# How old to check in?



## Wynfield (Jan 11, 2011)

Hi Everyone- I booked BCV thru RCI for my son and his friends as a graduation present, and it's my understanding that you can check into Disney hotels at 18, For RCI it says any guest checking in must be 21 years or older.. Will he have a problem checking in? Thanks!


----------



## DeniseM (Jan 11, 2011)

How old is he?  If he's under 21, he won't be able to check in on an RCI exchange.  Personally, I would not send teenage boys on an unsupervised trip.  You may know your son, but if his friends damage the unit, you will be 100% responsible.


----------



## northwoodsgal (Jan 11, 2011)

I called on Saturday to see at what age my daughter could use a timeshare in Europe by herself.  I was told that, as long as it's an RCI exchange, she would have to be 21 or older.  Younger siblings could join her, but at least one person has to be 21.  

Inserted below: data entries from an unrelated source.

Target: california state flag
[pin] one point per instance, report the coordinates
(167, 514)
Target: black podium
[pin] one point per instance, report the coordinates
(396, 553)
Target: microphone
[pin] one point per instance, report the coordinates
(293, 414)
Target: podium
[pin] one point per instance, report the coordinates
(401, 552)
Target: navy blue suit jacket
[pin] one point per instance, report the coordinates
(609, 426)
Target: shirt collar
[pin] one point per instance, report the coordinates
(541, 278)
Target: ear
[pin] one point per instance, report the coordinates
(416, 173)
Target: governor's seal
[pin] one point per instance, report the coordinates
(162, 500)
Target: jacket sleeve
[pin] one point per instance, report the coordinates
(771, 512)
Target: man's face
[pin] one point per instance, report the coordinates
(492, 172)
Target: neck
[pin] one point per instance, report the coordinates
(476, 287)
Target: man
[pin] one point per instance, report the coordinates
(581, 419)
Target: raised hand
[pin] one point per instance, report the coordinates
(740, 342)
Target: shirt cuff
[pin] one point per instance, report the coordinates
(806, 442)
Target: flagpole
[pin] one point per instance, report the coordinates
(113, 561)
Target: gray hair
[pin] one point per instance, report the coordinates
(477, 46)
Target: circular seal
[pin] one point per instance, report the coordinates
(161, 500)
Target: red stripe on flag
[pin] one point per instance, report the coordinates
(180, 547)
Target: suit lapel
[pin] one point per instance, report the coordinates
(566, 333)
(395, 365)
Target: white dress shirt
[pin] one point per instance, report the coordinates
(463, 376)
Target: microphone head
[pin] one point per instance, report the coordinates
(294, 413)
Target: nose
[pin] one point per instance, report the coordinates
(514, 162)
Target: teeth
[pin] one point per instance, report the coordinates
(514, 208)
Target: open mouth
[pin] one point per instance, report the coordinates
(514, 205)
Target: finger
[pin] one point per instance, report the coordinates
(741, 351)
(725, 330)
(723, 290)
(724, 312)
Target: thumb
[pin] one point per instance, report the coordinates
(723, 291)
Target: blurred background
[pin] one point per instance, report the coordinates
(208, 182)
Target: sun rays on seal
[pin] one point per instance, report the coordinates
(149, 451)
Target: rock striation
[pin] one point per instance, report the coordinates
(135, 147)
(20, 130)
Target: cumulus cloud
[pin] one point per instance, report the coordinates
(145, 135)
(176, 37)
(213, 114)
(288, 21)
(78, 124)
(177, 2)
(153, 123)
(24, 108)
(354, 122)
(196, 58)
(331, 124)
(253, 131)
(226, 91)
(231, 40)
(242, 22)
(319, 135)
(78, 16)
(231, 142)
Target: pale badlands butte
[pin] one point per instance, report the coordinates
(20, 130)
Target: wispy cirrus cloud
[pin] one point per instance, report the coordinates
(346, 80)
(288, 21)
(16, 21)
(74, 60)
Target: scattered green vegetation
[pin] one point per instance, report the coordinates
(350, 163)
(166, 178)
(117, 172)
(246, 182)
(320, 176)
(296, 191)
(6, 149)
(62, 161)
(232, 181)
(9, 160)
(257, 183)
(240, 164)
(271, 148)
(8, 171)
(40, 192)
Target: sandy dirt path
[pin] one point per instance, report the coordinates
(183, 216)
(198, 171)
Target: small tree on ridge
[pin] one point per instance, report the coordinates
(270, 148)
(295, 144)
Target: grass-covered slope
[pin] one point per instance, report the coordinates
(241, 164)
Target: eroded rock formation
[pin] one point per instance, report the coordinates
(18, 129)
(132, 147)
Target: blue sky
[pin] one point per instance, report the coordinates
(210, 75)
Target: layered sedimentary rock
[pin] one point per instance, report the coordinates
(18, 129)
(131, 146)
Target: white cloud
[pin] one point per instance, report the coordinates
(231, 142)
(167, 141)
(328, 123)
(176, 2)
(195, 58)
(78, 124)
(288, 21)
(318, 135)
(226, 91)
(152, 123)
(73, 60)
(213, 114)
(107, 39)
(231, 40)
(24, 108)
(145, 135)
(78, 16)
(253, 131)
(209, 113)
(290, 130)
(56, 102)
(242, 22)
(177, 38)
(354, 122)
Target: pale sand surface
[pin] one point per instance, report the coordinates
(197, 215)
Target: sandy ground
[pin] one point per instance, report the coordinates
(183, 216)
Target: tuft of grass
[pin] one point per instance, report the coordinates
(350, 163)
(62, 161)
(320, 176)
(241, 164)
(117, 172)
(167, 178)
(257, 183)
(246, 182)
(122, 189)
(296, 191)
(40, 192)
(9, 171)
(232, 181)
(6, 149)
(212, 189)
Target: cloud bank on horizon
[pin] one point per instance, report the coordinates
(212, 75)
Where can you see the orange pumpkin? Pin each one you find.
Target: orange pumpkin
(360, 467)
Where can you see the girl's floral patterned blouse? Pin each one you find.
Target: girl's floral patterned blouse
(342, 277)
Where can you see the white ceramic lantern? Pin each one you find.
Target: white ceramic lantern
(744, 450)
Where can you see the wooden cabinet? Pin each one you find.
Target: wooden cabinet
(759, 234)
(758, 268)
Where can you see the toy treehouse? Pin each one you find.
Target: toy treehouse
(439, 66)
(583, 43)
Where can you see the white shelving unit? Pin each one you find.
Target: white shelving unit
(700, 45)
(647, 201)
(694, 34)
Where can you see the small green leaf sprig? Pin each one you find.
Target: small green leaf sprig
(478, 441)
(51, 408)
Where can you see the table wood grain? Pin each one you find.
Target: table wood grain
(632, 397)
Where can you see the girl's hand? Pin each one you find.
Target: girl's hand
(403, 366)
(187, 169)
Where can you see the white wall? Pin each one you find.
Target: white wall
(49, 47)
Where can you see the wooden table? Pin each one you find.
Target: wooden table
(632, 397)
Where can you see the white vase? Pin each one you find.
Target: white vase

I have to say I agree with Denise on having a group of boys there by themselves, no matter how well they behave at home.


----------



## siesta (Jan 11, 2011)

Hopefully he has a family member/friend in their 20's that could accompany them.


----------



## vacationhopeful (Jan 11, 2011)

I would hope it might be one of his parents would see the advantage of going on this trip. It would just be horrible for this 18 year old to be arrested for doing something stupid - like buying beer, hanging off the balcony partial clothed, swimming after hours in a pool or being crude to some (pre)teenage girl whose mom takes offense.

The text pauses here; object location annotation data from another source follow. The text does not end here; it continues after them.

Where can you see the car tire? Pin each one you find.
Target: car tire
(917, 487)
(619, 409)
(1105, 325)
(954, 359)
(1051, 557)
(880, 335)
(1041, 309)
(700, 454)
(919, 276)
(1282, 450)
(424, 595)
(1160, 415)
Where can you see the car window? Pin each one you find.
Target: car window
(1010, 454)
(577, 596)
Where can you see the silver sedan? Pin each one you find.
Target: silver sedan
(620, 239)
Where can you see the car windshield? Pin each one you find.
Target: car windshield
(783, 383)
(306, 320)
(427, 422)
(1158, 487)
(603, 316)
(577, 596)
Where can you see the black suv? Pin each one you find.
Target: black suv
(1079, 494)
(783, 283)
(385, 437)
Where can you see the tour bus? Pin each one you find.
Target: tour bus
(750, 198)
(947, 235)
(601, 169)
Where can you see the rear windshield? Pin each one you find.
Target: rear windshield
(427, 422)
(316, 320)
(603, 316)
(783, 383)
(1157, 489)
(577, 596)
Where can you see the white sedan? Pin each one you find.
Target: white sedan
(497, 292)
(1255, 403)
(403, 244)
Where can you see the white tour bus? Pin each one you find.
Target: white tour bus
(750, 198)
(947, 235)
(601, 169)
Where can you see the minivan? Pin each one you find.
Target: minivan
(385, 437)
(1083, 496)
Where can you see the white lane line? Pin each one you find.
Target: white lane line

JMHO and many years experience with the "stupid",


----------



## Luanne (Jan 11, 2011)

Call the resort.  I booked a timeshare in Orlando for dd and a couple of her friends to use last year and they were fine with her checking in at age 19.  I checked before I booked the timeshare.  And the RCI website said age was 21.


----------



## Wynfield (Jan 11, 2011)

Thank you everone for your opinions. I've let him use the timeshares before and had it put in his friends name but never in his own. His two friends going are two girls which are very mature, and I don't foresee any problems like this happening.


----------



## tomandrobin (Jan 12, 2011)

They will be fine checking in at Disney.

Our kids have checked several times in the past.

They don't even ask to see the reservation or number. When they check-in at the resort, they'll ask for the name on the reservation, ID and a credit card.


----------



## icydog (Jan 14, 2011)

tomandrobin said:


> They will be fine checking in at Disney.
> 
> Our kids have checked several times in the past.
> 
> They don't even ask to see the reservation or number. When they check-in at the resort, they'll ask for the name on the reservation, ID and a credit card.


That's because you are a member. I don't think the same would hold true for an exchange. I would think Disney would be worried about liability with teens checking in without an adult over 21.


----------